“I am so sorry that the Israeli government is afraid of the violence of a few young Arab people,” said Yonatan Yosef, a settler leader who lives in Sheikh Jarrah. But he promised that settlers would continue with their efforts to force Palestinians out of the neighborhood.
“The Israeli people will go back to their land, and those who don’t want that should go home,” Mr. Yosef said.
Peace Now, a campaign group that documents the expulsions of Palestinians in East Jerusalem, estimated that 200 Palestinian properties in strategic locations near the Old City of Jerusalem, housing several thousand residents, were at risk of eviction.
Up to 20,000 Palestinian homes across the city are under threat of demolition, according to Peace Now. Restrictions on building permits in East Jerusalem have forced Palestinian residents to either leave the city or to build illegal housing vulnerable to demolition orders.
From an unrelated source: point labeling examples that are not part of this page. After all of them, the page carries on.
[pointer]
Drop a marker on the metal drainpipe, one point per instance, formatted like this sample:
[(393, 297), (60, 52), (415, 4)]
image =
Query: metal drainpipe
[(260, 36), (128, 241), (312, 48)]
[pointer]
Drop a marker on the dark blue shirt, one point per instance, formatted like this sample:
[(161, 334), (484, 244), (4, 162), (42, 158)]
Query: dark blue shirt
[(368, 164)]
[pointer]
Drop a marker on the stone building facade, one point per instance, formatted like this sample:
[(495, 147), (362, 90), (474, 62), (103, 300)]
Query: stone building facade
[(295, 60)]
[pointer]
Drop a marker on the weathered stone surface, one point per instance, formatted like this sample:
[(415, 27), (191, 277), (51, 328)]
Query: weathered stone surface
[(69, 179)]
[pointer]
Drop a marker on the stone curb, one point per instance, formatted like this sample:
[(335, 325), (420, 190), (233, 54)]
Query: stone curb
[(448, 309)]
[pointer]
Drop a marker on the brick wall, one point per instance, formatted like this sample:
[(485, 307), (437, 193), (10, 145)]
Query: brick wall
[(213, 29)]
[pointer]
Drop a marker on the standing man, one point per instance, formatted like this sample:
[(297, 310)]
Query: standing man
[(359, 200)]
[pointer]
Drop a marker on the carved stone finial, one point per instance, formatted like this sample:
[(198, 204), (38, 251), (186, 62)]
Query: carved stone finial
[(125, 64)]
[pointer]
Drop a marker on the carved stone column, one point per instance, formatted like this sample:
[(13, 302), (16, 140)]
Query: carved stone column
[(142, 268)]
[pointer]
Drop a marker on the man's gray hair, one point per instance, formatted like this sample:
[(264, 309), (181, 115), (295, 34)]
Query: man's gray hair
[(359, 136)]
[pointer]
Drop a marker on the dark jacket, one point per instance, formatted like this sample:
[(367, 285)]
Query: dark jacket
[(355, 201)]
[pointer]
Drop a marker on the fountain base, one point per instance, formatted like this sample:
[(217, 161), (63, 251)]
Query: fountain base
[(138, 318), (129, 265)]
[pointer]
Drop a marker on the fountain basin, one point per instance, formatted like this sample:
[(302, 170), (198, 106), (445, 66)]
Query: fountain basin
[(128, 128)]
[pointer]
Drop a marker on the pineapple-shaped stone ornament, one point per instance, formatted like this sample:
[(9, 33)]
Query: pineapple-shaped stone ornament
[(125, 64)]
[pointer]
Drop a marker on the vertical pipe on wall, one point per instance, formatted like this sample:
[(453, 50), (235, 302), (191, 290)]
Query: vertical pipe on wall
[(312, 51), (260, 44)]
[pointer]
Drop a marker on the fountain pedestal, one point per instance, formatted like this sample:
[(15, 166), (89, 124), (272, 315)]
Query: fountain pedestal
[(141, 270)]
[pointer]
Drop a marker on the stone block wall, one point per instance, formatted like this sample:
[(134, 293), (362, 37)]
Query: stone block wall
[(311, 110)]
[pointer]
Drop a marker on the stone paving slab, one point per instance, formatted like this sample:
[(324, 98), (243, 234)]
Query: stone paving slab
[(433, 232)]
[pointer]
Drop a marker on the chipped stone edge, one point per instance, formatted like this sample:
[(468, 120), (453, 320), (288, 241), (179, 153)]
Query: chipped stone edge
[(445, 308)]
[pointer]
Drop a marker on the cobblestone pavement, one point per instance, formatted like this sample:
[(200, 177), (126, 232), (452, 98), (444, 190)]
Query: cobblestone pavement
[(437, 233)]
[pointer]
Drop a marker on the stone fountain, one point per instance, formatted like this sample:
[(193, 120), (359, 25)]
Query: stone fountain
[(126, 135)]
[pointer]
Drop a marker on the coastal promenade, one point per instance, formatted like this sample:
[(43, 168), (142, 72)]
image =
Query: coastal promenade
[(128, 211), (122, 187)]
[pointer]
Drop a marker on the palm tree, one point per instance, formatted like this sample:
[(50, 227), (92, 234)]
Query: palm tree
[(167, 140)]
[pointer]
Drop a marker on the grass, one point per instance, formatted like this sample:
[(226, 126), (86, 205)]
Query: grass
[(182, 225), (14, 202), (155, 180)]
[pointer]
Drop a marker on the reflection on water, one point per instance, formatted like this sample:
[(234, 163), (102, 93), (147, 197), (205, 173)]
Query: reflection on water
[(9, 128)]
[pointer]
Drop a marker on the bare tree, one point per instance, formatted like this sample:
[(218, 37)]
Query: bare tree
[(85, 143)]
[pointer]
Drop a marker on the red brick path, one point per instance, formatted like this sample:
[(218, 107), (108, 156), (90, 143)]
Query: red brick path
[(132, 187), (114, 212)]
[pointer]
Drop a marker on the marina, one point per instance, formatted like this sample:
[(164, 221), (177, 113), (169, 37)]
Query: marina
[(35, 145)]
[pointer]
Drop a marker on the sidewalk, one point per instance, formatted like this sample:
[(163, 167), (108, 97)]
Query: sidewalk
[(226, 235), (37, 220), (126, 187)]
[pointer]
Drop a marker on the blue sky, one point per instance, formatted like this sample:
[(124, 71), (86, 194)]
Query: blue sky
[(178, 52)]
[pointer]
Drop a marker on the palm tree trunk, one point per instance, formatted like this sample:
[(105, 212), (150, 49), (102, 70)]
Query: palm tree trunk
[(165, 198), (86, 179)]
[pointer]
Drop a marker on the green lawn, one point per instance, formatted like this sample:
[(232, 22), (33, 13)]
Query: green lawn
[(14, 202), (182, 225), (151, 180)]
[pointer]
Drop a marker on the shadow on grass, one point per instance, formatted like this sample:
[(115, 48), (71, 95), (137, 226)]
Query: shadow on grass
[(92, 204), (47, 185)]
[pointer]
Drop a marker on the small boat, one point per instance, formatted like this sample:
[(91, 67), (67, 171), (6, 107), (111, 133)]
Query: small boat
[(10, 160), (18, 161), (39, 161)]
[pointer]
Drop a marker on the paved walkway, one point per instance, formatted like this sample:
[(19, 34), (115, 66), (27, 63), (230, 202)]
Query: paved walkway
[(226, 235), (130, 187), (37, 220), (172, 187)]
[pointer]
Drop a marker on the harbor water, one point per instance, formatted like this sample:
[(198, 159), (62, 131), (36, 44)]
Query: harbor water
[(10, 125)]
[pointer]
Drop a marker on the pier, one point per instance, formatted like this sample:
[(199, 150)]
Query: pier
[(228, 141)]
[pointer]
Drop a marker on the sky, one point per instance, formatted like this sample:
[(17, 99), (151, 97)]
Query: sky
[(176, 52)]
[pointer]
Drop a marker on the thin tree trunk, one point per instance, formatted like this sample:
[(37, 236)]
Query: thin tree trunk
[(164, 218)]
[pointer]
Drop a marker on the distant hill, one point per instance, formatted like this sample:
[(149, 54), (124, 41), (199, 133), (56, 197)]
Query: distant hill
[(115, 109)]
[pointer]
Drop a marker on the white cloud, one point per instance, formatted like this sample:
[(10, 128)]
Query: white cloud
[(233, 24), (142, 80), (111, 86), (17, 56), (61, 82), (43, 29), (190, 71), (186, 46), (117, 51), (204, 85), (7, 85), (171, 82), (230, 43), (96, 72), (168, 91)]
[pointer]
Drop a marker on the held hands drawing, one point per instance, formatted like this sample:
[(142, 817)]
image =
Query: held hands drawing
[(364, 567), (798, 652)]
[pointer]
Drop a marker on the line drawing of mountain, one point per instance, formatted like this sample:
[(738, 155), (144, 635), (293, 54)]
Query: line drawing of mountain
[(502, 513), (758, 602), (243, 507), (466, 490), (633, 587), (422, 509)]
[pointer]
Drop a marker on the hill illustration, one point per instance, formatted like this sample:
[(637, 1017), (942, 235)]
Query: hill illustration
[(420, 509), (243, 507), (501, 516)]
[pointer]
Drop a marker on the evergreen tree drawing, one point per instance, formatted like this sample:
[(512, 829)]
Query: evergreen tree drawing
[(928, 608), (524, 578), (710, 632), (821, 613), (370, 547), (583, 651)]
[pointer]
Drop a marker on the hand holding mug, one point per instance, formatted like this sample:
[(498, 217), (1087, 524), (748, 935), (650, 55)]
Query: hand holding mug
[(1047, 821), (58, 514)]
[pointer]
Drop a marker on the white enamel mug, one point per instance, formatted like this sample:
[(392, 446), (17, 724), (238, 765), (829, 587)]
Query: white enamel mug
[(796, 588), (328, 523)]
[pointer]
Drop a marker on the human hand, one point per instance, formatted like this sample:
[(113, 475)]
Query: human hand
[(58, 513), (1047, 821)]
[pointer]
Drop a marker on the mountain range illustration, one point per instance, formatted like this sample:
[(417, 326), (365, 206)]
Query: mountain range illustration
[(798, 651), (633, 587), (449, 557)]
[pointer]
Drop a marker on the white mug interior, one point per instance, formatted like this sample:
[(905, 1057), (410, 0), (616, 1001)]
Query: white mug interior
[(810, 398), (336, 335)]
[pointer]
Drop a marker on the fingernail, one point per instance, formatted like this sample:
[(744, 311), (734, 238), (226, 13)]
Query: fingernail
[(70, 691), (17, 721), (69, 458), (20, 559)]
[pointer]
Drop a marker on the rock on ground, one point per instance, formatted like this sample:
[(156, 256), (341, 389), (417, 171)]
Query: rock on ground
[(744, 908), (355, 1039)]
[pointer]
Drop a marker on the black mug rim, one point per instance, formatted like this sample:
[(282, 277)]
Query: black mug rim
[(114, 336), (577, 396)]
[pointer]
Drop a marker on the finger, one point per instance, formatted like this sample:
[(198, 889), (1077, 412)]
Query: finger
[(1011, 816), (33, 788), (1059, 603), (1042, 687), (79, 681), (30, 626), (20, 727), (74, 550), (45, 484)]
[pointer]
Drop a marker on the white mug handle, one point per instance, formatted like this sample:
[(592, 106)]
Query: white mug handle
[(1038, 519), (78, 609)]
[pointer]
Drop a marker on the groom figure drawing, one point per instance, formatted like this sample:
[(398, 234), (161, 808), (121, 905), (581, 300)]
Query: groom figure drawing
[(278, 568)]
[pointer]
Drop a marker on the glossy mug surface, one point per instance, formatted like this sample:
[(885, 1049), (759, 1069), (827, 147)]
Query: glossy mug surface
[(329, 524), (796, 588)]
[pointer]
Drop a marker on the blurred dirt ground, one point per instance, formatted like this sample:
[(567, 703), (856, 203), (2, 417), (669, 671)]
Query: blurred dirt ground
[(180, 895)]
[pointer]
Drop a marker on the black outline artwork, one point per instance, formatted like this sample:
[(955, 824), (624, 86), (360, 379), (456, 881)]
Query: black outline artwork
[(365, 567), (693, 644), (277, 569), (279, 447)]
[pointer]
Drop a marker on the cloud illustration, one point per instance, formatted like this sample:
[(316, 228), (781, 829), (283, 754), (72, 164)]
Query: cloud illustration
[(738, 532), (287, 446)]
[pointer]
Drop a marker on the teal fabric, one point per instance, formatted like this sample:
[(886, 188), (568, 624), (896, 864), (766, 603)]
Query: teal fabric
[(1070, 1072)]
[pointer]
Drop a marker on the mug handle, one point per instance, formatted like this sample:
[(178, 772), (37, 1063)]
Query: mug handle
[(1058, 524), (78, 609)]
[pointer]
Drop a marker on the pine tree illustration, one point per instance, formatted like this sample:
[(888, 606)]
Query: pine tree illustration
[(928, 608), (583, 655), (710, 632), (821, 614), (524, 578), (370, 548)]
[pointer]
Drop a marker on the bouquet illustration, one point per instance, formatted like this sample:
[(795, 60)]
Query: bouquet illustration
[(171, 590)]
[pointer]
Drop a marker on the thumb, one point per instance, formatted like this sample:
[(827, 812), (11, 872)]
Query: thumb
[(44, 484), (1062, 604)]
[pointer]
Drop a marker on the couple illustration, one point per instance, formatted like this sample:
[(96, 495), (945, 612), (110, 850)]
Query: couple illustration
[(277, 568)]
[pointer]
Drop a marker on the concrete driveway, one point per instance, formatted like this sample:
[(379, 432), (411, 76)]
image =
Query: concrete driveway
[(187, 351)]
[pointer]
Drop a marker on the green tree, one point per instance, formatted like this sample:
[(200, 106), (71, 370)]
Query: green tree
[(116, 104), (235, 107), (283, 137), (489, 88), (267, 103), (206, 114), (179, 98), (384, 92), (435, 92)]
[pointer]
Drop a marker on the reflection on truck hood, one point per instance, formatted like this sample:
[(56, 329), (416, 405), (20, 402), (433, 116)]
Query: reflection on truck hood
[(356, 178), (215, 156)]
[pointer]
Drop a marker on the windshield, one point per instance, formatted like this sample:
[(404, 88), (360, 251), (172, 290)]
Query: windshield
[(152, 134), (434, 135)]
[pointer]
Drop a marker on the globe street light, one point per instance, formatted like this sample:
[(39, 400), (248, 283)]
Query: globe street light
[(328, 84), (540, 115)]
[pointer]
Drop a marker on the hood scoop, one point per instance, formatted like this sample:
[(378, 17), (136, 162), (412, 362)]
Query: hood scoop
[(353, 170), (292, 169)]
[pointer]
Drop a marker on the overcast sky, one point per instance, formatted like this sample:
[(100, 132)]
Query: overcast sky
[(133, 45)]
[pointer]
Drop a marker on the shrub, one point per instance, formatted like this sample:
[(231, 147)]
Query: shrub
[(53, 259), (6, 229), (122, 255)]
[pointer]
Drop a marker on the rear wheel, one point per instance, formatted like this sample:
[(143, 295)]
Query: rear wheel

The dispute in Sheikh Jarrah originated in 1876 when the land was under Ottoman rule. That year, Palestinian landowners sold a plot in Sheikh Jarrah to two Jewish trusts, an Israeli court has ruled. The land houses the tomb of a revered Jewish priest from antiquity, Shimon HaTzadik.
Jordan captured the plot in the Arab-Israeli war of 1948 and built dozens of homes there to house some of the hundreds of thousands of Palestinian refugees who had fled from what became Israel.
After Israel captured East Jerusalem in 1967, it eventually returned ownership of the Sheikh Jarrah homes to the Jewish trusts. The trusts later sold it to right-wing settlers, who have tried to evict the residents ever since. Some families have already been forced out, while the others are in various stages of the court process.